Go Deeper
Autonomous Intelligence via gRPC and A-RAG
1. Abstract
The NB AI Framework v4.0 is an autonomous agent orchestration. Built on a persistent, gRPC-native microservices architecture, the framework achieves exceptional concurrency and low latency. Utilizing an Agentic Retrieval-Augmented Generation (A-RAG) hierarchical router, the system processes complex, multi-agent missions with high fidelity and zero transactional locking.
2. The Governor Trio Architecture
The core of our intelligence layer is governed by three primary pillars:
Orchestrator (EnCompass Engine): Manages mission decomposition and delegates tasks to specialized C-Suite agents and ephemeral atomic subagents. It utilizes the EnCompass Protocol for multi-path strategy evaluation.
State Agent: Ensures transactional integrity across database mutations, maintaining a persistent memory graph. It serves as the single source of truth for the agentic state.
Judge Agent (I-Con Auditor): Provides real-time I-Con (Information Gain) scoring, rigorously evaluating every agent turn for quality control and relevance. Actions with an I-Con score < 7/10 are automatically rejected for refinement.
3. Core Algorithmic Frameworks
EnCompass (Parallel Branching): A multi-path strategic debate mechanism. When facing complex decisions, the framework spawns parallel logic branches (Optimist, Skeptic, Realist personas) to evaluate different outcomes simultaneously before converging on the optimal path.
SEAL (Self-Evolving Agentic Loop): The framework's continuous learning engine.

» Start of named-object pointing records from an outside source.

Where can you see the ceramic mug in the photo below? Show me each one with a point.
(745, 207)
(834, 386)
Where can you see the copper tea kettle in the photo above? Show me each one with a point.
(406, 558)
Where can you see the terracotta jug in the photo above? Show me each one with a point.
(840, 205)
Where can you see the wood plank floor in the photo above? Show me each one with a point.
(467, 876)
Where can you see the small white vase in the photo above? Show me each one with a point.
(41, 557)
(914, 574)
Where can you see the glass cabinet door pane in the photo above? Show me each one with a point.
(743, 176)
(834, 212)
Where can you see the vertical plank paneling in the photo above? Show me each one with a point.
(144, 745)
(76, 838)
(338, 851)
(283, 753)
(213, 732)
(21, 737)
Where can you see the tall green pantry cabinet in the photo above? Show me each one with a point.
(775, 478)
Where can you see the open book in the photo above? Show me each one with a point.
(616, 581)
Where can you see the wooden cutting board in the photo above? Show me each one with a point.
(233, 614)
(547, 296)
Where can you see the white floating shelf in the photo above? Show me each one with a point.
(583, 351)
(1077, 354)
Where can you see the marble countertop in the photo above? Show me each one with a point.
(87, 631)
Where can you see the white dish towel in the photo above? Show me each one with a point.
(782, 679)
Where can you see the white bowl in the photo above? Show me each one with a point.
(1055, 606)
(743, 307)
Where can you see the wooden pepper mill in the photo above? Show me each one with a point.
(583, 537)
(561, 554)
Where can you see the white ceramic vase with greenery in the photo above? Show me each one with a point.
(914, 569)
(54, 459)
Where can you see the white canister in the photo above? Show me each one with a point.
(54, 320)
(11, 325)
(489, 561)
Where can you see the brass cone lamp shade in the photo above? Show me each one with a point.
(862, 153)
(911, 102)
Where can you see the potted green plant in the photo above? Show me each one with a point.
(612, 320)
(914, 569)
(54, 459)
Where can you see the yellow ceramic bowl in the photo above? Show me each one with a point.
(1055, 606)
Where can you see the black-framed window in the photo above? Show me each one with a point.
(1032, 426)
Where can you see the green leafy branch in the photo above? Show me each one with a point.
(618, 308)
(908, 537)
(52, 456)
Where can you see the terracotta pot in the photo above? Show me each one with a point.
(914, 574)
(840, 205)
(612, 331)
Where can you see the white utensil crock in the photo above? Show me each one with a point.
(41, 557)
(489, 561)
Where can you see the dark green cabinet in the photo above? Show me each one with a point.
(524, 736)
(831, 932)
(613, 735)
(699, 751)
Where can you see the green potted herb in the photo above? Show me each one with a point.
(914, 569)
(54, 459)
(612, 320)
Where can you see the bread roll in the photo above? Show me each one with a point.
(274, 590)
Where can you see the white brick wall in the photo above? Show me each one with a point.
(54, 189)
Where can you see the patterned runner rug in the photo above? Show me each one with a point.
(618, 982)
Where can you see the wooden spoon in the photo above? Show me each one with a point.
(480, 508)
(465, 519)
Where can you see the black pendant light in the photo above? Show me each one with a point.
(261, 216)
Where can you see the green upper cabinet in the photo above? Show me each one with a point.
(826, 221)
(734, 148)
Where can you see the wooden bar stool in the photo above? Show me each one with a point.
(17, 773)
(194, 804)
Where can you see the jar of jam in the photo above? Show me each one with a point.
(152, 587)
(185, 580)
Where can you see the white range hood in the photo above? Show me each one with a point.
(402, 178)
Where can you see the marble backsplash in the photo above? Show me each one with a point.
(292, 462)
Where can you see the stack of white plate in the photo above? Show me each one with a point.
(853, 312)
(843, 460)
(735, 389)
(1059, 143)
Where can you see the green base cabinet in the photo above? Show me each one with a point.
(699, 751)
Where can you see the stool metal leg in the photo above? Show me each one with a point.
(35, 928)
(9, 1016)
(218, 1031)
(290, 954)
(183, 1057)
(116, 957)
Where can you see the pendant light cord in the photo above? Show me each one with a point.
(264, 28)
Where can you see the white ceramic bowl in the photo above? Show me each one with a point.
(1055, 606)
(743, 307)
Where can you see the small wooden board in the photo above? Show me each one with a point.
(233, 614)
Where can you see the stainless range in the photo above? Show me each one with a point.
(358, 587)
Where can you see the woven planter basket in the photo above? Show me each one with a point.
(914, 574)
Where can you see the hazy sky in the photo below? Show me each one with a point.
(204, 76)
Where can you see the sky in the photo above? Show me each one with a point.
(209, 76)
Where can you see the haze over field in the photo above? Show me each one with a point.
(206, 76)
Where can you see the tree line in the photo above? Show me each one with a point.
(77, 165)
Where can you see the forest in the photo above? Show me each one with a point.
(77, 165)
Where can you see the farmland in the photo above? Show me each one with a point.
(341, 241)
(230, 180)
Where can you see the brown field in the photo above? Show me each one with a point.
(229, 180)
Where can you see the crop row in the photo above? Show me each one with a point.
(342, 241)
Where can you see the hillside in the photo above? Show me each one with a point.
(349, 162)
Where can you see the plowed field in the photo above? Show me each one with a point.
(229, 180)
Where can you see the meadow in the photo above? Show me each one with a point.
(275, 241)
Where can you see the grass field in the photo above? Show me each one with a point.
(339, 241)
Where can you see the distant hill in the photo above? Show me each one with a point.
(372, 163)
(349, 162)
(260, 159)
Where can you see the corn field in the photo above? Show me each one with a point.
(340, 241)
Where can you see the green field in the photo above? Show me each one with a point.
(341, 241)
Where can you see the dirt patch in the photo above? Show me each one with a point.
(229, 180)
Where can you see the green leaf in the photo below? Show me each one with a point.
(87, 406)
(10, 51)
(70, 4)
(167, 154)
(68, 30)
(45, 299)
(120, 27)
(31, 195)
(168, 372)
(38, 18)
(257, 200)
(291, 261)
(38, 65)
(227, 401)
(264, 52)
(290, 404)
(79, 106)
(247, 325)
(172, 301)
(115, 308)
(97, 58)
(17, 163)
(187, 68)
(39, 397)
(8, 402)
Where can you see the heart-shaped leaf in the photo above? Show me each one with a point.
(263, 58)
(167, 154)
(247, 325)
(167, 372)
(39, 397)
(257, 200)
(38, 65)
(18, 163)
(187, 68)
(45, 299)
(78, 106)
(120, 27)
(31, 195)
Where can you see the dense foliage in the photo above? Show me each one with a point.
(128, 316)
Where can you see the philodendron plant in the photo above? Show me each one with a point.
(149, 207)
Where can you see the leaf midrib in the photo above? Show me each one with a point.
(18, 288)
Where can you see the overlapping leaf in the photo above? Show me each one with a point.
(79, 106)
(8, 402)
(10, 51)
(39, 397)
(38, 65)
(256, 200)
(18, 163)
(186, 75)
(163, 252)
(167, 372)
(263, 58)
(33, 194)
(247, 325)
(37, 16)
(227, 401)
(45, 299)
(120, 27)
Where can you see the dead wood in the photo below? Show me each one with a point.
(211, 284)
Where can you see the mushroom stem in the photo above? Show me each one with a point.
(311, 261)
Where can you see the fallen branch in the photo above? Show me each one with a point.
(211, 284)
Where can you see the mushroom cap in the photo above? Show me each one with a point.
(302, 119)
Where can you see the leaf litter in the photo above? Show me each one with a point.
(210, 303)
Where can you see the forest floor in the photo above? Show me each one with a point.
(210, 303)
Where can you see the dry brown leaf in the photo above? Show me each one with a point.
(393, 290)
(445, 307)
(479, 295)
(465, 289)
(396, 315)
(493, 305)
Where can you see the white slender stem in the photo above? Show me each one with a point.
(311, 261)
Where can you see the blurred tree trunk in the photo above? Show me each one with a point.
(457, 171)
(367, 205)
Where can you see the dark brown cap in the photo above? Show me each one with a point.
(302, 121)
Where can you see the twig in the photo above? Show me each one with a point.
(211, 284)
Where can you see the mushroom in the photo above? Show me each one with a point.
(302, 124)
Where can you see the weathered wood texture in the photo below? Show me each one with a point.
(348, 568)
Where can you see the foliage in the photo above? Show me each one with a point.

Post-mission, SEAL analyzes the Judge's I-Con scores and edge-case resolutions to generate "Study Notes," refining future retrieval and reasoning strategies to ensure cumulative intelligence growth.
MAID (Multi-Agent Independent Debate): A protocol for high-risk decision-making (Risk > 0.85). It assembles the Council for structured, cross-functional debate to prevent bias and ensure strategic alignment.
Atomic Subagents: Highly efficient, ephemeral workers (Gemini 3.1 Flash Lite) spawned for single, isolated tasks (e.g., keyword extraction, scraping). These agents dissolve upon completion, ensuring maximum compute efficiency.
4. Performance Data
In our cascading stress test, the v4.0 architecture demonstrated enterprise-grade scalability:
A-RAG Avg Context Score: 91.4/100 (via I-Con evaluation)
Peak Concurrency: 100 concurrent multi-agent missions processed.
Success Rate: 100% across database dispatches and agent routing.
In-Memory Latency: 123ms for 100 parallel database/retrieval dispatches.
5. Conclusion
The implementation of memory-resident gRPC daemons, the A-RAG hierarchical retrieval system, and advanced logic protocols like EnCompass and SEAL provide a scalable, industrial-grade foundation.
Stack Used
NB AI C-Suite Core Tech Stack v4.0
1. Infrastructure Layer
Runtime: Node.js v22 (LTS)
Architecture: gRPC Microservices (Proto3)
Concurrency: Memory-resident daemon (Port 50051)
Workspace: Openclaw
Hardware: Google VM Instance, ubuntu-minimal-2510-questing-amd64-v20260130, X86_64, e2-standard-2 (2 vCPUs, 8 GB Memory), Intel Broadwell
2. Database & Retrieval (A-RAG)
Vector Engine: Google AlloyDB with pgvector
Knowledge Graph: Neo4j Aura
Logic: Tiered Hierarchical Retrieval (Keyword -> Semantic -> Chunk)
3. Model Layer
Orchestration & C-Suite: Google Gemini 3 Flash
Atomic Subagents: Google Gemini 3.1 Flash Lite
Creative Media: Nano Banana 2 (Gemini 3.1 Flash Image) & Veo 3
Governance Model: Claude Opus (for architectural integrity)
4. Algorithmic Frameworks
EnCompass: Parallel logic processing (Optimist/Skeptic/Realist).
SEAL: Self-Adapting Feedback Loop via Study Notes. Source:
I-Con: Information Gain evaluation (1-10 scale).
MAID: Multi-agent cross-functional debate.
5. Security & Isolation
Signal-to-Shield: Data integrity protocol.